We’ve said that pleasure and pain are intrinsically good and bad. But are these mental states the only things that are intrinsically good and bad? According to a theory called hedonism the answer is yes. Hedonism is an appealing view because it offers a relatively simple and straightforward method for evaluating whether one’s life, or some part of it, has been good or whether some future choice should be made. What you do, is add up all the pleasures for the chunk of life that is being evaluated, subtract all the pains, and then see whether the balance is positive or negative. If it’s positive – there is more pleasure than pain – then the chunk of life that is being measured is good and worth having. If the balance is negative – there is more pain than pleasure – then the chunk of life that is being measured is bad and not worth having. The more positive the balance the better it is. And the more negative the balance the worse it is.
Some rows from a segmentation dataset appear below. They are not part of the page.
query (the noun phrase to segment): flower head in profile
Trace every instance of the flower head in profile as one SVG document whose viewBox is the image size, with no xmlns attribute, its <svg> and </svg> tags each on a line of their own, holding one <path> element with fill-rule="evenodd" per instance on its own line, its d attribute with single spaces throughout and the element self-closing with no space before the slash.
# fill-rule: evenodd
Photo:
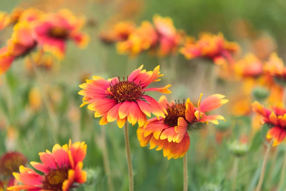
<svg viewBox="0 0 286 191">
<path fill-rule="evenodd" d="M 182 157 L 186 152 L 190 145 L 188 130 L 197 129 L 198 123 L 211 122 L 219 124 L 217 120 L 225 120 L 219 115 L 207 115 L 205 112 L 218 108 L 227 102 L 223 98 L 225 96 L 214 94 L 201 102 L 201 94 L 195 108 L 188 98 L 185 102 L 168 103 L 162 96 L 159 103 L 166 109 L 168 115 L 164 118 L 160 117 L 149 120 L 146 127 L 140 127 L 137 130 L 137 137 L 142 147 L 150 143 L 150 149 L 158 146 L 156 150 L 163 149 L 164 156 L 168 159 Z"/>
<path fill-rule="evenodd" d="M 41 175 L 33 170 L 21 166 L 20 173 L 13 175 L 23 184 L 8 188 L 9 190 L 22 190 L 51 191 L 68 191 L 76 183 L 82 184 L 86 180 L 86 173 L 82 170 L 83 161 L 85 157 L 87 146 L 84 142 L 61 147 L 58 144 L 51 152 L 39 153 L 42 163 L 31 162 L 36 170 L 42 172 Z"/>
<path fill-rule="evenodd" d="M 162 118 L 167 114 L 165 108 L 145 92 L 156 91 L 165 93 L 171 92 L 168 85 L 162 87 L 146 88 L 150 83 L 160 81 L 160 66 L 153 71 L 142 70 L 143 65 L 134 71 L 127 79 L 120 80 L 114 77 L 106 80 L 95 76 L 93 79 L 87 80 L 86 83 L 80 85 L 83 89 L 78 93 L 84 97 L 80 106 L 88 104 L 88 108 L 95 111 L 95 117 L 102 116 L 100 125 L 117 120 L 120 128 L 126 120 L 132 125 L 138 122 L 140 126 L 147 124 L 146 115 L 152 113 Z"/>
<path fill-rule="evenodd" d="M 0 158 L 0 174 L 6 177 L 12 176 L 14 172 L 19 171 L 21 165 L 25 165 L 28 163 L 27 158 L 18 152 L 7 152 Z"/>
<path fill-rule="evenodd" d="M 6 71 L 15 59 L 25 55 L 37 45 L 32 29 L 27 22 L 15 25 L 7 46 L 0 49 L 0 74 Z"/>
<path fill-rule="evenodd" d="M 186 44 L 179 51 L 188 59 L 205 57 L 211 59 L 216 64 L 222 65 L 233 63 L 231 54 L 240 49 L 237 43 L 227 41 L 221 33 L 214 35 L 204 33 L 194 43 Z"/>
<path fill-rule="evenodd" d="M 280 144 L 286 136 L 286 110 L 279 107 L 273 107 L 272 110 L 269 110 L 256 101 L 252 104 L 252 109 L 262 116 L 261 124 L 266 124 L 270 127 L 266 138 L 274 138 L 273 146 Z"/>
<path fill-rule="evenodd" d="M 132 21 L 121 21 L 116 23 L 110 31 L 102 33 L 100 38 L 107 43 L 126 40 L 129 35 L 134 32 L 136 28 L 135 23 Z"/>
<path fill-rule="evenodd" d="M 255 55 L 248 53 L 235 65 L 235 69 L 242 77 L 256 77 L 263 72 L 263 65 Z"/>
<path fill-rule="evenodd" d="M 158 43 L 158 34 L 152 24 L 143 21 L 127 40 L 117 43 L 117 51 L 120 54 L 138 55 L 154 47 Z"/>
<path fill-rule="evenodd" d="M 10 23 L 10 17 L 6 12 L 0 11 L 0 30 L 8 26 Z"/>
<path fill-rule="evenodd" d="M 286 67 L 277 53 L 271 54 L 269 60 L 264 66 L 264 70 L 266 74 L 274 77 L 278 82 L 284 83 L 286 81 Z"/>
<path fill-rule="evenodd" d="M 50 52 L 62 59 L 67 40 L 73 40 L 81 48 L 87 45 L 89 37 L 80 31 L 84 23 L 84 19 L 76 18 L 67 9 L 46 14 L 37 22 L 35 27 L 38 43 L 45 51 Z"/>
</svg>

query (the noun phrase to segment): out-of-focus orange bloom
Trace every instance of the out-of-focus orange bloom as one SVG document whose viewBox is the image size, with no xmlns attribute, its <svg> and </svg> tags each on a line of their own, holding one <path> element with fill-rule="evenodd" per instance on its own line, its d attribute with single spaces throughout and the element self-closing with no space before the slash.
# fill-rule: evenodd
<svg viewBox="0 0 286 191">
<path fill-rule="evenodd" d="M 253 54 L 249 53 L 235 63 L 236 73 L 242 77 L 256 77 L 263 71 L 262 63 Z"/>
<path fill-rule="evenodd" d="M 273 38 L 263 33 L 252 42 L 252 51 L 260 59 L 265 60 L 271 53 L 277 51 L 277 45 Z"/>
<path fill-rule="evenodd" d="M 25 9 L 22 7 L 17 7 L 12 11 L 10 15 L 10 23 L 15 24 L 19 21 Z"/>
<path fill-rule="evenodd" d="M 10 17 L 6 12 L 0 12 L 0 30 L 5 28 L 10 23 Z"/>
<path fill-rule="evenodd" d="M 134 32 L 136 28 L 135 23 L 132 21 L 121 21 L 116 23 L 109 31 L 102 33 L 101 40 L 109 43 L 126 40 L 130 34 Z"/>
<path fill-rule="evenodd" d="M 264 65 L 265 72 L 281 81 L 286 81 L 286 67 L 282 59 L 276 53 L 270 55 L 269 60 Z"/>
<path fill-rule="evenodd" d="M 280 144 L 286 136 L 286 110 L 281 106 L 273 107 L 270 110 L 256 101 L 253 104 L 252 108 L 255 112 L 263 116 L 261 124 L 267 124 L 270 126 L 266 138 L 274 138 L 273 146 Z"/>
<path fill-rule="evenodd" d="M 237 116 L 249 115 L 251 113 L 251 100 L 248 96 L 235 96 L 234 100 L 230 99 L 231 102 L 230 109 L 232 114 Z"/>
<path fill-rule="evenodd" d="M 45 54 L 42 50 L 32 54 L 32 57 L 26 57 L 24 64 L 27 70 L 29 72 L 33 71 L 33 65 L 36 67 L 48 70 L 50 69 L 54 63 L 55 58 L 51 55 Z"/>
<path fill-rule="evenodd" d="M 67 40 L 72 40 L 80 48 L 87 45 L 89 37 L 80 31 L 85 22 L 83 18 L 76 18 L 67 9 L 46 14 L 35 27 L 38 42 L 45 51 L 50 52 L 62 59 L 65 52 Z"/>
<path fill-rule="evenodd" d="M 188 59 L 204 57 L 216 64 L 222 65 L 234 63 L 231 54 L 238 52 L 240 49 L 238 44 L 227 41 L 221 33 L 216 35 L 203 33 L 195 43 L 186 44 L 179 51 Z"/>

Hedonism is a controversial view. There are many philosophers who reject it and give the following thought-experiment known as the experience machine as a reason why. Suppose there was a machine created by scientists that could stimulate your brain through electrodes and give you a completely realistic virtual experience of any scenario, so realistic that while hooked up to you couldn’t tell that it was virtual reality. If you were hooked up to this machine you would think and feel that you were actually experiencing whatever scenario the machine was generating for you. Moreover, while you’re hooked up to the machine you would not realize that you’re hooked up to it and you would forget your actual life and think the life you were experiencing was your actual life. Let’s suppose the virtual scenario the machine generates for you is one where you think and feel you have a great happy and healthy and loving family, wonderful friends, a great love life, lots of money, and a job where you will eventually be awarded the Nobel prize in medicine for discovering the cure for cancer. Let’s assume that in this virtual scenario you will experience some pain, but it won’t be horrible pain. For example, you might feel as if you’re spending many tedious hours working in the lab away from your family, getting into arguments with colleagues who think your research is stupid. But overall the net balance of pleasure to pain will be extremely positive, in fact so positive, that by hedonism standards, it’s the best possible life you could live. Remember that once you hook up to this experience machine, you will forget that you’re hooked up and the life that you once had outside of the machine. You will no longer be interacting with your real friends and real family. You will just be lying somewhere, maybe in a tank in a lab, being fed intravenously for the rest of your life. The question is, “Would you want to be hooked up to such a machine for the rest of your life?” If you answer no, as those who offer this thought experiment answer, then you cannot accept hedonism. After all, hedonism says that the pleasures and pains are the only things that matter when considering a life worth living, and when you’re hooked up to the experience machine you have all the best possible balance of these.

If you think hedonism is not correct, can you think of anything in addition to pleasure or pain that is intrinsically good or intrinsically bad? To answer this question, think about what you would lack if you were hooked up to the experience machine for the rest of your life.